Revell stood waiting as a match flared behind him. That slight light made mad shadows and reflections dance about it and robbed him of the chance to get a first sneak preview of the room. Dark shapes chased along the walls, darted to the ceiling and then were lost as the light dimmed to nothing, but it was like the pause between tuning-up and the overture.
Civilisation burst upon him as an oil lamp was turned up full. He had forgotten that there were rooms with curtains and carpets, with furniture, with paintings, with tables, with ornaments… with all the things that people beyond the Zone took for granted. In a brief instant he came to understand the full meaning of that pat intellectual phrase, culture shock. It must be like this for an aborigine, seeing his first house, his first automobile. Shock was the only word that described the sensation. War had done more than rob him of some of his life, it had obscured his memories until trenches and shelters and filth and hunger seemed the norm.
‘You like it?’
There was puzzlement in her voice, and Revell snapped out of his stupor to search for nice things to say. As she went through to the kitchen to find glasses he wandered round the room, running his hand over the backs of the polished chairs and finding no rough edges, no embedded shrapnel, over the fabric covering of the couch and finding no tears, no patches.

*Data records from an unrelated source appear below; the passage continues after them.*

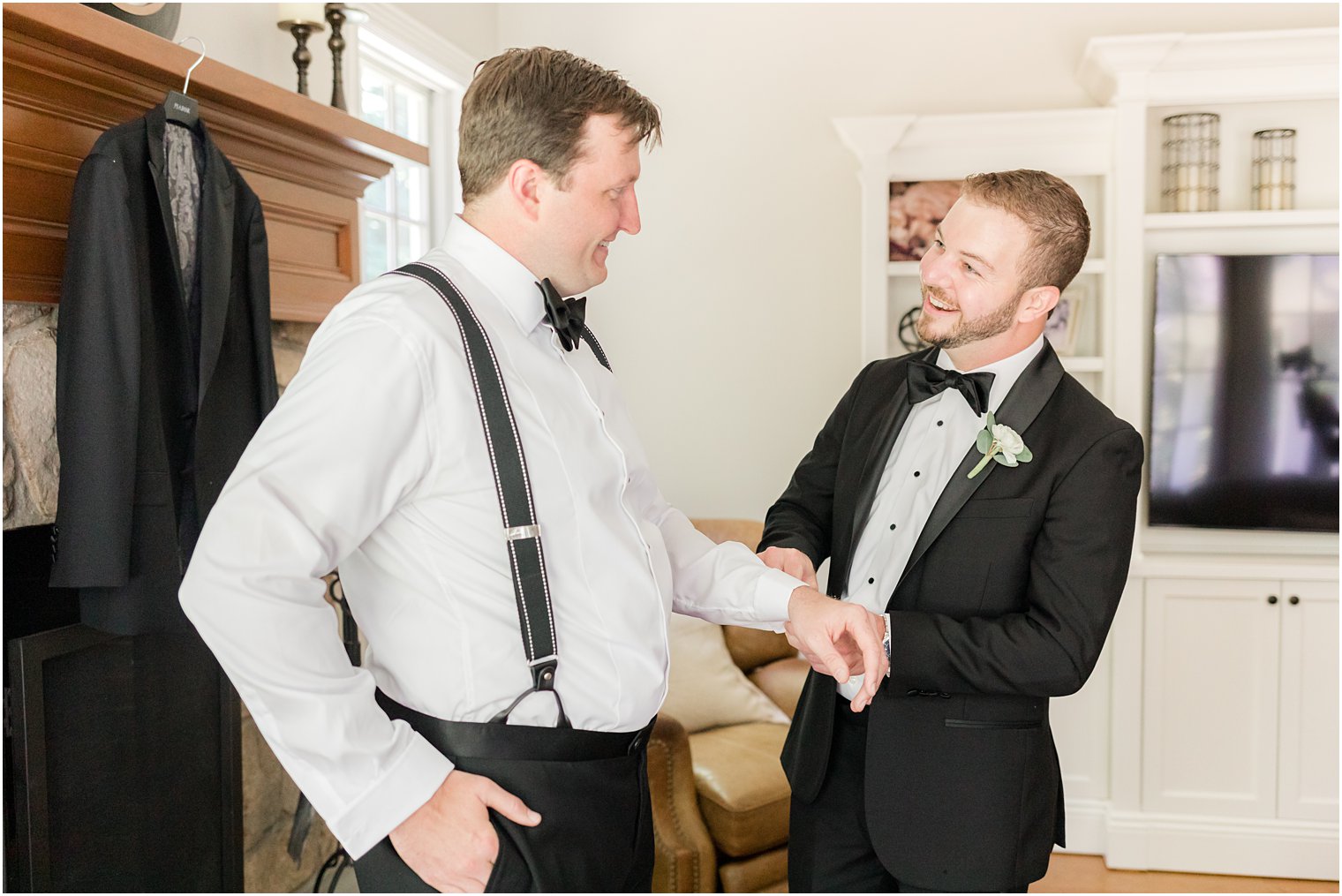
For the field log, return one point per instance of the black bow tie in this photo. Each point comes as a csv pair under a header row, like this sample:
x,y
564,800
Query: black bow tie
x,y
928,380
565,315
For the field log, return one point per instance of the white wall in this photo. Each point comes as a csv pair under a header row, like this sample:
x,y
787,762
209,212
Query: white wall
x,y
733,320
247,36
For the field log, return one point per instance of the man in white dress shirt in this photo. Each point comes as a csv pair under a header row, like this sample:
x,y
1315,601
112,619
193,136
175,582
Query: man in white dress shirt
x,y
376,462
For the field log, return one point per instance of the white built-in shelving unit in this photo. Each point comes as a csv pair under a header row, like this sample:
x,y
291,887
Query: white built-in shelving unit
x,y
1207,738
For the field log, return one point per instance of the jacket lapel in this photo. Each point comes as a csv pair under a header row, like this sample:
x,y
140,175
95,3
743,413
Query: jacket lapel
x,y
215,258
155,125
1017,410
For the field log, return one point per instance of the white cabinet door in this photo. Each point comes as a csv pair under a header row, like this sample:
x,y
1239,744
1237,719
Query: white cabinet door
x,y
1308,743
1210,696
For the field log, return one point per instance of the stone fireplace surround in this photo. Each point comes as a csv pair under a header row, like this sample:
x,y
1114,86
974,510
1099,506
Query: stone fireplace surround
x,y
70,72
31,478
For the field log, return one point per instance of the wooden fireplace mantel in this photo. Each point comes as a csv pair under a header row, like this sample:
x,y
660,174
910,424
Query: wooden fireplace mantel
x,y
72,72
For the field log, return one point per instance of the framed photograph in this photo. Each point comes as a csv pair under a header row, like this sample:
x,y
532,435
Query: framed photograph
x,y
1065,323
916,211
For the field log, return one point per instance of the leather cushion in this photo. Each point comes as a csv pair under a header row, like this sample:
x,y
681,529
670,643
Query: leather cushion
x,y
781,681
743,790
763,873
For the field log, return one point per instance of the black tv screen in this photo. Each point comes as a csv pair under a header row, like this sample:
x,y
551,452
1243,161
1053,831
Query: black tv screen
x,y
1244,392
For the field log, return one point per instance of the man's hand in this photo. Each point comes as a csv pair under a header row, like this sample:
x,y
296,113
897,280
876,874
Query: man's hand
x,y
839,639
791,561
449,841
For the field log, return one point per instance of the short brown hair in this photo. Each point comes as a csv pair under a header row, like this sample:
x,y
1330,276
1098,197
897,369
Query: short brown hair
x,y
532,103
1059,229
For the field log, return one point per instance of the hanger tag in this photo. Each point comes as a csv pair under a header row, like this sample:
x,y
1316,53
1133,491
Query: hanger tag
x,y
181,109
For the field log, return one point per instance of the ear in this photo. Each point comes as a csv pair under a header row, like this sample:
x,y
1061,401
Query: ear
x,y
1037,304
524,183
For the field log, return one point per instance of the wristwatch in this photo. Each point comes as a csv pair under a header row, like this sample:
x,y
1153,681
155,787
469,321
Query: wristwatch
x,y
885,643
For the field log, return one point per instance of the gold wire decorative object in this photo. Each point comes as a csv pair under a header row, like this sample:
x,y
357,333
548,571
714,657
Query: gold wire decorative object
x,y
1274,168
1191,165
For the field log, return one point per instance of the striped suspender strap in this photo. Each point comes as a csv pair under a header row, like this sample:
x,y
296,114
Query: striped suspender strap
x,y
521,531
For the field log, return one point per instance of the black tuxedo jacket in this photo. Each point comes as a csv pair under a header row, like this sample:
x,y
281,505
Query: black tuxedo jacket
x,y
147,429
1006,601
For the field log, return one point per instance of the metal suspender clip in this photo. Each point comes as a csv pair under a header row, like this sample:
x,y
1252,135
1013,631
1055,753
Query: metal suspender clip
x,y
520,532
542,673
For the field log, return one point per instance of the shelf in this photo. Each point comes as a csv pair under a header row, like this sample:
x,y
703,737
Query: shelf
x,y
1230,220
910,268
1082,363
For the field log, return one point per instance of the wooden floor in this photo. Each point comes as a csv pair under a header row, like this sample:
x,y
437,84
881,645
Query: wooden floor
x,y
1070,873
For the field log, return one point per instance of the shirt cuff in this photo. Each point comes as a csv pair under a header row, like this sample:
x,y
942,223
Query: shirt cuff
x,y
773,591
392,798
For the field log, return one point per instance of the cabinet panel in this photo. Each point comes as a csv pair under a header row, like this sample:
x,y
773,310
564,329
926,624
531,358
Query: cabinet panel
x,y
1308,742
1210,696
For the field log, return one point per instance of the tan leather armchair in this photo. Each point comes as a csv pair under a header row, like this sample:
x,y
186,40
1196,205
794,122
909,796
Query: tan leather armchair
x,y
720,798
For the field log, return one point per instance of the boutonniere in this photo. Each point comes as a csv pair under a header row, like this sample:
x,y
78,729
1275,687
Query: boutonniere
x,y
1000,443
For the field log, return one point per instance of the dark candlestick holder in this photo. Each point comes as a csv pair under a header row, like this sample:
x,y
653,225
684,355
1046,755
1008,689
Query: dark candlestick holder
x,y
338,15
302,56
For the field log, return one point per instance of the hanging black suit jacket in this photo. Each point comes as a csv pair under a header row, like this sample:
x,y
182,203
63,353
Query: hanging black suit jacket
x,y
1006,601
144,429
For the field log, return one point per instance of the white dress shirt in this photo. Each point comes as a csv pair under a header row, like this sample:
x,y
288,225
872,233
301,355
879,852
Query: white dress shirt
x,y
936,436
374,460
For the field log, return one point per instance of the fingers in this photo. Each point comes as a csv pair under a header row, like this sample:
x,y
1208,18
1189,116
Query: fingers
x,y
833,663
789,561
508,805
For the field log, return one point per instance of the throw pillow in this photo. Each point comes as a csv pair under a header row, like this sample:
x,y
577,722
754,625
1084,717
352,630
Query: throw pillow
x,y
706,689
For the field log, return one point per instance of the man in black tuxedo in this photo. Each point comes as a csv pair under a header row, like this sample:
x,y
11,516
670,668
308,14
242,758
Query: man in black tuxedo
x,y
991,516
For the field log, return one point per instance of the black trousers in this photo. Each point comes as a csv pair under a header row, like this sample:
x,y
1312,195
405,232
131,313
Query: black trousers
x,y
830,846
591,789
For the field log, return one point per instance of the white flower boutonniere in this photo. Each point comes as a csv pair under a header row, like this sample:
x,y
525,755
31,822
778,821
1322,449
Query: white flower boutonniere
x,y
1003,444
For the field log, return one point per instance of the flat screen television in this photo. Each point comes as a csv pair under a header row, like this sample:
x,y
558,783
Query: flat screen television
x,y
1244,392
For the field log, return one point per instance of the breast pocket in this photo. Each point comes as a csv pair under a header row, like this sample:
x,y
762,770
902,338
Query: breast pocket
x,y
996,508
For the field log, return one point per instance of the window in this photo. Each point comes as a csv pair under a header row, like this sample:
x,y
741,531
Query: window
x,y
405,212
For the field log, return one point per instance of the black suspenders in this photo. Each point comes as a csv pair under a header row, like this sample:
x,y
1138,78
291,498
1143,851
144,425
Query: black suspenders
x,y
513,485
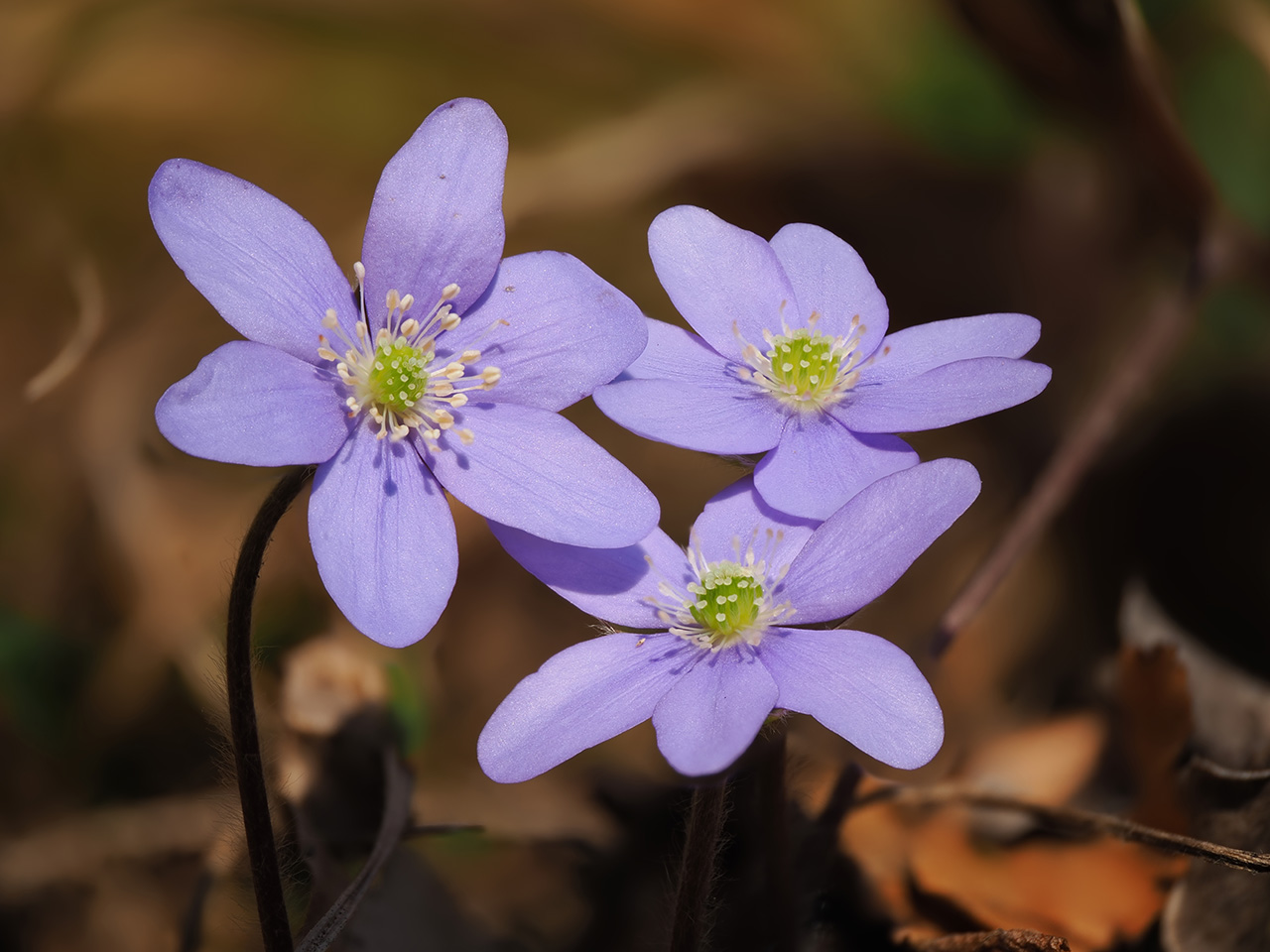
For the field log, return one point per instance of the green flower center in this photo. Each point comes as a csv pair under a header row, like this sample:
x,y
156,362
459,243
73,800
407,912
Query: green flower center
x,y
804,363
728,599
398,376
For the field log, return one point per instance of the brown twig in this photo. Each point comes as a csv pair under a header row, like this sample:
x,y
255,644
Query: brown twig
x,y
1125,51
1162,331
393,826
1071,820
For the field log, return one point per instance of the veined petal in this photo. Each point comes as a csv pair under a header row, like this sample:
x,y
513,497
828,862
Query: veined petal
x,y
922,348
721,417
947,395
246,403
580,697
437,216
677,354
535,471
820,465
739,520
554,327
384,538
865,546
619,585
263,267
721,278
829,278
714,712
860,687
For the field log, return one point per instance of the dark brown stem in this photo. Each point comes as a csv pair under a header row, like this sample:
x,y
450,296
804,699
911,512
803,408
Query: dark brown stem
x,y
1066,819
393,826
253,793
774,814
697,873
1125,60
1152,348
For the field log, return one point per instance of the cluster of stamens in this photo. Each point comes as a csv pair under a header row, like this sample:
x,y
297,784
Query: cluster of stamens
x,y
804,368
391,372
729,602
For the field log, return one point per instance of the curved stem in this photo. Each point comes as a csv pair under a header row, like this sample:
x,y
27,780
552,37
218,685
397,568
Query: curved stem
x,y
266,876
697,874
393,826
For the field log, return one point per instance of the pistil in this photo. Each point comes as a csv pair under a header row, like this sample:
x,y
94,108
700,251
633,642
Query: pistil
x,y
804,368
393,375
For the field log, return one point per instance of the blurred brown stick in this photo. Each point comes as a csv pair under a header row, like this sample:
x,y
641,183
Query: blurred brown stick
x,y
1103,46
1164,327
1066,819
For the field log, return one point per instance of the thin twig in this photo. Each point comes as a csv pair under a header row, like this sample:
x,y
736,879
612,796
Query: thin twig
x,y
253,793
1165,146
1071,820
774,814
697,874
393,826
1152,348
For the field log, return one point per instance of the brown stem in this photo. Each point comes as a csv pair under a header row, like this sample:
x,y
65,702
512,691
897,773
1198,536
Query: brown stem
x,y
1160,336
253,793
697,874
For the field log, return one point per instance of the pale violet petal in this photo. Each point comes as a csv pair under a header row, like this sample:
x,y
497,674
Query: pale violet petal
x,y
943,397
553,326
263,267
534,470
820,465
437,216
384,538
829,278
619,585
681,356
730,416
724,281
246,403
860,687
864,547
737,524
712,714
578,698
922,348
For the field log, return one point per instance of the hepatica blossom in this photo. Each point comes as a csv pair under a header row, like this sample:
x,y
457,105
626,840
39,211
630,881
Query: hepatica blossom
x,y
720,645
793,361
444,367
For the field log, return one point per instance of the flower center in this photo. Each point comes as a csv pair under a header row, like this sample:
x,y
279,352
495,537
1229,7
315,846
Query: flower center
x,y
728,598
729,602
804,368
393,376
398,377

‘How do you keep it like this?’
‘It’s not all mine, I have had to move twice. Once because of a Russian advance, once because of an unexploded bomb. I like it here, but I do not know how long I will be able to stay. Here,’ she handed him a glass brim full of amber liquid. ‘It is peach wine. The very last bottle I have. After this I shall have to try to get some of the terrible potato wine that is made here. I do not drink much, but sometimes I need one.’
‘That’s like me. I’m not much of a drinker.’ They stood opposite each other, an arm’s length apart, not tasting their drinks, not talking. Outside there was a far distant rumble of gun fire but it didn’t intrude, rather it seemed an accompaniment, a background score to the silent scene they were playing out.
‘I want you.’ Revell put down his drink and took a step towards her. ‘I know, and I think that is what I want also. Please, wait here. Follow in a minute.’
When she had gone into the adjoining room, Revell picked up the drink again. He didn’t want it, but he was aware of the fur on his teeth and ran a gulp of it around his mouth before swallowing the sickly sweet wine. He was conscious of the dirt and sweat staining his battledress. In the immaculate room he was made to feel like a scarecrow dumped in the banqueting hall of a stately home. Not that the contents of the apartment were that extravagant, it was just that the place was clean, and smart and… and civilised. That was a world he hardly belonged to any more.
It must be over a minute now. He couldn’t be sure, it seemed only seconds, but he’d finished the glass and without thinking had picked up hers and taken a sip. It had to be above a minute. He crossed the room, took hold of the door handle, turned it slowly and pushed it open.